1The articles in this issue bear witness to the continuing vitality of reception aesthetics in the humanities and social sciences. Reception is what Mieke Bal has called a “travelling concept” (Bal 2002); following its theorisation in the field of literary studies, it has migrated across disciplines and academic communities to become a complex and layered notion which subsumes different practices and methodologies. Initially centred on the literary text and its readership, the notion of reception was taken up, influentially, by Stuart Hall in his landmark essay “Encoding and Decoding in the Television Discourse” (1973). In the wake of Hall and his work in media studies, reception broadened considerably to take in spectators and auditors, audiences and publics, the phenomena of fandom, mass participation and mass viewership in an age of accelerating global connectivity. Under the impetus of the ‘cultural turn’ in postmodernity (Jameson 1991, 1998), the shift from literary to cultural studies in the 1980s and 90s, the rise of the concept of ‘agency’, issues of reception have been raised and debated across the spectrum of theoretical and cultural practice. With the emergence of visual, material and digital cultures as areas of critical inquiry in their own right, new constituencies, modes and channels of reception have been identified and investigated. Postcolonial and critical race theory, gender studies and queer theory explore challenges to (and complicities with) the prolonged imposition and reception of hegemonic power structures. Forms of creative counter-interpellation – talking or writing back – expose mechanisms of oppression at the point where reception compels the voicing of dissent. These counter-interpellations engage the reader, listener, spectator or player in a species of performance, giving rise to forms of response which are embodied and enacted. The extralinguistic properties of performative response focus critical attention on the corporeal, the sensorial: our response to text, object and moving image can take the form of a visceral entanglement unmediated by language.

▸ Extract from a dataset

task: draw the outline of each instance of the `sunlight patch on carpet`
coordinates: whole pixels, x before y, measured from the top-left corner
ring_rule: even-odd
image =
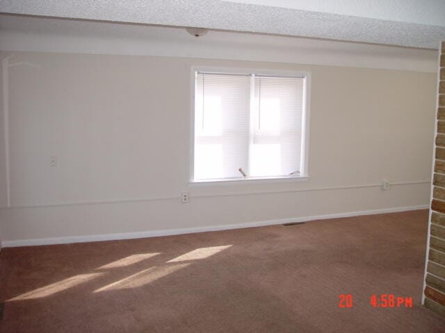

2The contributions to this issue testify to the productiveness and plasticity of reception aesthetics as it travels in time, evolving through contact with text, image, object and discipline. Clément Rodier makes a strong case for the pertinence of reception aesthetics to the history of ideas; he returns the reader to the foundational insights of Hans-Robert Jauss and Wolfgang Iser, putting their ideas to work in the field of intellectual history. Claude Lefort’s “oeuvre de pensée” or ‘work of thought’ (Lefort 1986) takes centre stage here. Rodier pinpoints the twin dangers of historical contextualisation and undue focus on social vectors of transmission, which, while valuable in their own right, tend to elide the letter of the work, its hermeneutic dimension. The work of thought, argues Rodier, is to be identified with the sum of its receptions, a position which inevitably raises the spectre of legitimacy – the legitimacy of existing interpretations, and those yet to come. It is here that “interpretive communities” come into their own, ensuring the survival and longevity of the work, sidelining lesser readings and retaining strong ones – a nod to Stanley Fish.
3Fish’s notion of interpretive community brings us to Roger Chartier’s contribution. Referencing Jauss and Barthes as well as Fish, Chartier concedes that notions such as “horizon of expectation,” “interpretive community” and “death of the author” have done useful work in foregrounding the reader and the act of reading as objects of research. However, working within the linguistic paradigm of high theory, these critics neglect the material and social determinants which also function as vectors of textual meaning. The history of the book as object offers a corrective to such approaches, focusing attention on questions of format, layout, typography, paratext, intratextual annotation and edit, all of which inform the text’s reception. Chartier reminds us that a text is always reliant on a material support – the physical object into which it has been copied or printed, the voice that reads or recites it, the myriad forms through which it becomes visible and audible. These are described as so many “publications” which generate their own singular effets de sens in addition to – or regardless of – the text’s semantic content. In Chartier’s analysis, we discern the workings of a ‘material turn’ which fleshes out an economy of reception anchored in the historicity of material forms.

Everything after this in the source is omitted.